*

*

Ads

Rabu, 20 Desember 2017

Harta Karun Jenghis Khan Jilid 04

"Kau tahu, aku bukan gila harta. Akan tetapi aku kasihan kepada petani itu yang telah menjadi korban kejahatan dan ingin tahu apakah anaknya itu masih hidup. Selain itu, biarpun kita tidak gila harta, kalau benar ada harta karun sampai terjatuh ke tangan penjahat, kan sayang?"

Thian Si mengangguk.
"Bagaimanapun juga, kakek petani itu telah percaya kepada kita dan pesan terakhir seorang yang mati sungguh tak baik untuk diabaikan begitu saja."

"Jadi kita ke kota raja?"

"Bagaimana kau pikir sebaiknya?"

Thian Sin balas bertanya sambil memandang dengan sikap bertanya dan menguji. Kim Hong memang tidak perlu banyak bicara dengan kekasihnya ini. Dari pandang mata saja mereka sudah dapat saling mengutarakan isi hati masing-masing. Dara cantik itu tersenyum manis, bukan senyuman khas minta cium.
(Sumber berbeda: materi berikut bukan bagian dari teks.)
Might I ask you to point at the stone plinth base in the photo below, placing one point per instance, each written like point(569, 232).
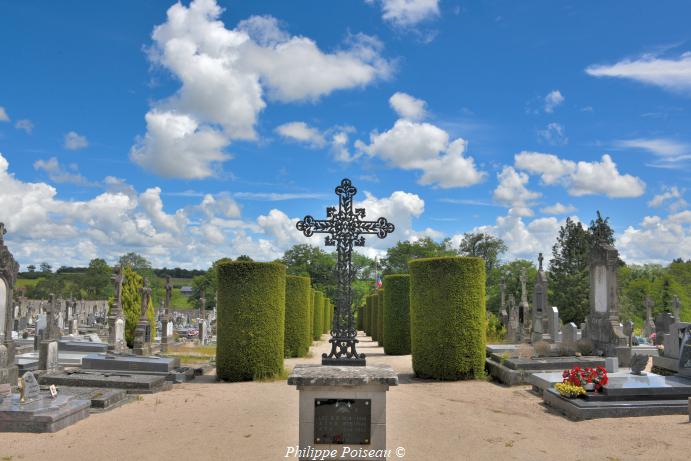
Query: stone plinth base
point(342, 388)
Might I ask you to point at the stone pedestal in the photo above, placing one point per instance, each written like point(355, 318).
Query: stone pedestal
point(48, 356)
point(142, 338)
point(343, 410)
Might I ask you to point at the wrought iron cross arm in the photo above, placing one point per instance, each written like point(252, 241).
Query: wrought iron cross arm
point(381, 227)
point(310, 226)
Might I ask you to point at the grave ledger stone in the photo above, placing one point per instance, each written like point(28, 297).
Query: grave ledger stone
point(9, 270)
point(343, 402)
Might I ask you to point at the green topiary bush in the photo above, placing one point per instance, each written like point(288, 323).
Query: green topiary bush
point(379, 299)
point(375, 317)
point(251, 320)
point(447, 317)
point(298, 335)
point(397, 314)
point(318, 316)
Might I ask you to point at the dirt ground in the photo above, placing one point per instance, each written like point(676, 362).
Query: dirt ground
point(475, 420)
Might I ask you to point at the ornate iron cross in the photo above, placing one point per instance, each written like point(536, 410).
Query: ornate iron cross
point(345, 228)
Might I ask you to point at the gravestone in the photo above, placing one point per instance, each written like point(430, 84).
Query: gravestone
point(648, 324)
point(569, 335)
point(676, 306)
point(166, 323)
point(663, 323)
point(142, 334)
point(554, 324)
point(9, 270)
point(203, 332)
point(514, 325)
point(685, 354)
point(539, 302)
point(524, 310)
point(603, 327)
point(48, 356)
point(628, 332)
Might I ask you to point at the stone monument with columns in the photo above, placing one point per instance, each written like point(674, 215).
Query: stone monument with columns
point(142, 334)
point(604, 329)
point(9, 269)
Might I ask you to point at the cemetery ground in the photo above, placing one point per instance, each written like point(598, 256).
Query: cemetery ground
point(430, 420)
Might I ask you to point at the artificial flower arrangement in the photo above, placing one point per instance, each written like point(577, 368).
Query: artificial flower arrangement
point(569, 390)
point(582, 377)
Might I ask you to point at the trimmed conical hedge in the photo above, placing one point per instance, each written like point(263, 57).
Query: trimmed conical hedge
point(298, 335)
point(251, 320)
point(447, 317)
point(318, 325)
point(396, 314)
point(380, 317)
point(375, 316)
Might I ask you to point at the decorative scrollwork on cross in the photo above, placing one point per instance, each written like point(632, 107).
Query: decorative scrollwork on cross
point(345, 228)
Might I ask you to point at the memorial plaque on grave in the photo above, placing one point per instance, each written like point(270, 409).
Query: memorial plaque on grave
point(342, 421)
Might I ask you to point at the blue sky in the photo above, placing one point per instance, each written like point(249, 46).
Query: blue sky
point(191, 131)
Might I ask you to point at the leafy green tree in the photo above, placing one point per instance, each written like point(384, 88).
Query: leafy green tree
point(486, 246)
point(569, 284)
point(132, 304)
point(96, 282)
point(397, 257)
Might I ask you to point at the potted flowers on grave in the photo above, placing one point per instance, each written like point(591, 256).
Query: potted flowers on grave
point(577, 381)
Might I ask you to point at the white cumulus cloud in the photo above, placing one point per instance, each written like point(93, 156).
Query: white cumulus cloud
point(226, 76)
point(581, 178)
point(301, 132)
point(75, 141)
point(552, 100)
point(407, 106)
point(406, 13)
point(668, 73)
point(422, 146)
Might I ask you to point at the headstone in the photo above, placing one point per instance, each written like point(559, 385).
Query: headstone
point(603, 327)
point(31, 390)
point(663, 322)
point(685, 354)
point(540, 302)
point(569, 334)
point(554, 324)
point(648, 325)
point(628, 332)
point(142, 334)
point(676, 306)
point(512, 331)
point(48, 356)
point(524, 310)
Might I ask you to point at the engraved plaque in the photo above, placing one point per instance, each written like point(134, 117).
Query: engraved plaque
point(342, 421)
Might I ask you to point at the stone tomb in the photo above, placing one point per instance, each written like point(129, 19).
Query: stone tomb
point(169, 367)
point(40, 412)
point(343, 409)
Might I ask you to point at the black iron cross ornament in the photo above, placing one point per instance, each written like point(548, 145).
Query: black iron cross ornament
point(346, 229)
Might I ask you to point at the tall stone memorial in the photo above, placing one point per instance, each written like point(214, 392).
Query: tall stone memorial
point(343, 401)
point(524, 310)
point(539, 302)
point(142, 334)
point(48, 347)
point(604, 329)
point(116, 322)
point(166, 323)
point(9, 269)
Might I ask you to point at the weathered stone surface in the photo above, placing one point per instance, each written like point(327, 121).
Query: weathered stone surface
point(43, 415)
point(319, 375)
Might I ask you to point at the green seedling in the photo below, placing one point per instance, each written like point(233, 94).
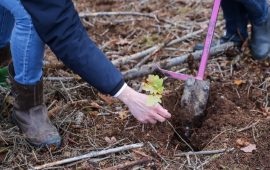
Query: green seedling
point(154, 86)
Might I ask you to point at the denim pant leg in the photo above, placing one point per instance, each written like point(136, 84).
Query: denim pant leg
point(236, 19)
point(6, 26)
point(257, 10)
point(26, 46)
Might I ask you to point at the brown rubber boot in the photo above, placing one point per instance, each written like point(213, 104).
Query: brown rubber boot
point(5, 56)
point(31, 115)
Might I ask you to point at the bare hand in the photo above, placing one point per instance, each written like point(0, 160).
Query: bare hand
point(136, 103)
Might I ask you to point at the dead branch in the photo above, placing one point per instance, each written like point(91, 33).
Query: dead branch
point(209, 152)
point(129, 165)
point(120, 13)
point(127, 59)
point(149, 68)
point(90, 155)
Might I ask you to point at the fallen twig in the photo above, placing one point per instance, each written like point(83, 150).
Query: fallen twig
point(127, 59)
point(129, 165)
point(149, 68)
point(90, 155)
point(209, 152)
point(119, 13)
point(248, 127)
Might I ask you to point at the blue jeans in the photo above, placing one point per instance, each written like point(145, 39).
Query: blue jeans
point(27, 48)
point(238, 13)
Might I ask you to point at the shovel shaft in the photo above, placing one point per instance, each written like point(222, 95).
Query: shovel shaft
point(208, 40)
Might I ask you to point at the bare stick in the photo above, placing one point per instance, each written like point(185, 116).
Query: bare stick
point(127, 59)
point(63, 79)
point(209, 152)
point(248, 127)
point(120, 13)
point(90, 155)
point(149, 68)
point(129, 165)
point(149, 56)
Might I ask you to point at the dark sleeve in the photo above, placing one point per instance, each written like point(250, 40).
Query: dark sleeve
point(59, 26)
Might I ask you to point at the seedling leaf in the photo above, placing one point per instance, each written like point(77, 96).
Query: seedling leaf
point(153, 100)
point(154, 85)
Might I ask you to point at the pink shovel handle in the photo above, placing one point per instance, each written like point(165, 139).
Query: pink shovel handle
point(206, 49)
point(208, 40)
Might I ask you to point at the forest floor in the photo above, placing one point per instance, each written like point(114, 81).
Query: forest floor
point(237, 115)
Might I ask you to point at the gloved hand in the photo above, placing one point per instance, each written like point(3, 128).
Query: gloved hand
point(136, 103)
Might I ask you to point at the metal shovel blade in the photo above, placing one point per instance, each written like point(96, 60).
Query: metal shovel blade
point(194, 100)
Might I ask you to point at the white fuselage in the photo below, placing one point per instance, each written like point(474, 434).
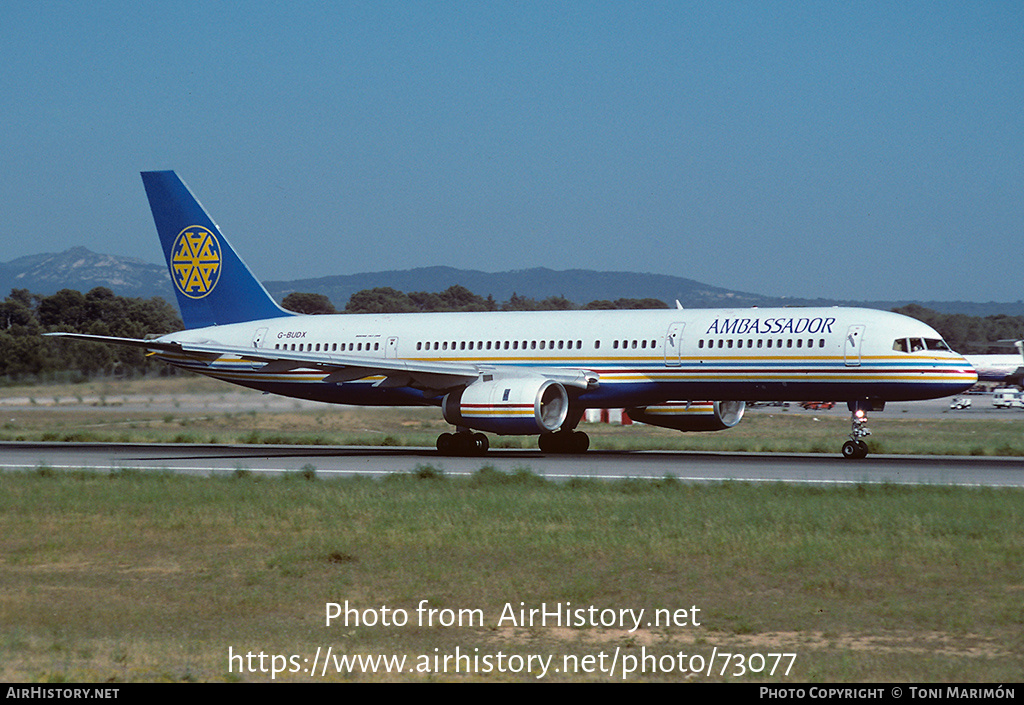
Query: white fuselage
point(639, 357)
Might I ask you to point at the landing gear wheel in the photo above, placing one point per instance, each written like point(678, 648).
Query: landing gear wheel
point(854, 450)
point(445, 443)
point(463, 443)
point(564, 442)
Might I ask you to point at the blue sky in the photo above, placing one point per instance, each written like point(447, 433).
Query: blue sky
point(864, 150)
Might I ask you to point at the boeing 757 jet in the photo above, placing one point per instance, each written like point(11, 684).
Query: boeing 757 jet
point(534, 373)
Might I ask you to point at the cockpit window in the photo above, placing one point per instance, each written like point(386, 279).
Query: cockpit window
point(919, 344)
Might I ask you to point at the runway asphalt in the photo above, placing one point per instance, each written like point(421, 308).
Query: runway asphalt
point(685, 466)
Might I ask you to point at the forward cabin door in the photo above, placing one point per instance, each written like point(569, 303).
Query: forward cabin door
point(851, 348)
point(674, 345)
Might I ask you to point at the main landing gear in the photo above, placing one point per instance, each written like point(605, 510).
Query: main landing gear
point(463, 443)
point(467, 443)
point(855, 448)
point(564, 442)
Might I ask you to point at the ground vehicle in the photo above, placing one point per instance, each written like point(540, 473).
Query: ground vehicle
point(1008, 398)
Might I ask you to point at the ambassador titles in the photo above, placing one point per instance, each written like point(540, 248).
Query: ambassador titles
point(770, 326)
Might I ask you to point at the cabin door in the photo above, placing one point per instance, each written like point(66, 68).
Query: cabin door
point(674, 345)
point(851, 348)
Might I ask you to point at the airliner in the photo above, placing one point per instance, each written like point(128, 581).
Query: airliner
point(534, 373)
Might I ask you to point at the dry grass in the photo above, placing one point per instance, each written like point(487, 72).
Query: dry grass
point(148, 577)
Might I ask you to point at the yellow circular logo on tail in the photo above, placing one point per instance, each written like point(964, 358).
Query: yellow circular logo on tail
point(196, 261)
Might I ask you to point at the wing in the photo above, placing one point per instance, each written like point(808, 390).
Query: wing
point(426, 375)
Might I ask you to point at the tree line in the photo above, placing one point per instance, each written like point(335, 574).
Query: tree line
point(27, 355)
point(455, 298)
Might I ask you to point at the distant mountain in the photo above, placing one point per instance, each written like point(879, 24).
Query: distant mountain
point(80, 268)
point(580, 286)
point(83, 270)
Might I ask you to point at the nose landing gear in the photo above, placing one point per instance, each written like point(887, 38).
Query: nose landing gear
point(855, 448)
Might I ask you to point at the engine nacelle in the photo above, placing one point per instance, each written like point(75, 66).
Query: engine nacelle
point(690, 415)
point(512, 406)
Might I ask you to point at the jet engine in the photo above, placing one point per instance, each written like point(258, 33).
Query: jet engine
point(512, 406)
point(690, 415)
"Mari kita tulis pendapat masing-masing," katanya sambil membalikkan tubuhnya dan berjongkok, membuat corat-coret di atas tanah.

Thian Sin tersenyum dan juga membalikkan tubuhnya, seperti juga yang dilakukan kekasihnya itu dia mencorat-coret di atas tanah. Hampir berbareng mereka selesai dan tanpa bicara, keduanya membaca tulisan masing-masing. Mereka lalu tertawa dan saling rangkul. Tulisan mereka, walaupun dengan kalimat yang berbeda, isinya sama! Mereka berdua berpendapat bahwa mereka akan mempergunakan kunci itu untuk memancing datangnya para penjahat sebagai pintu atau jembatan pertama ke arah perkara kakek petani itu!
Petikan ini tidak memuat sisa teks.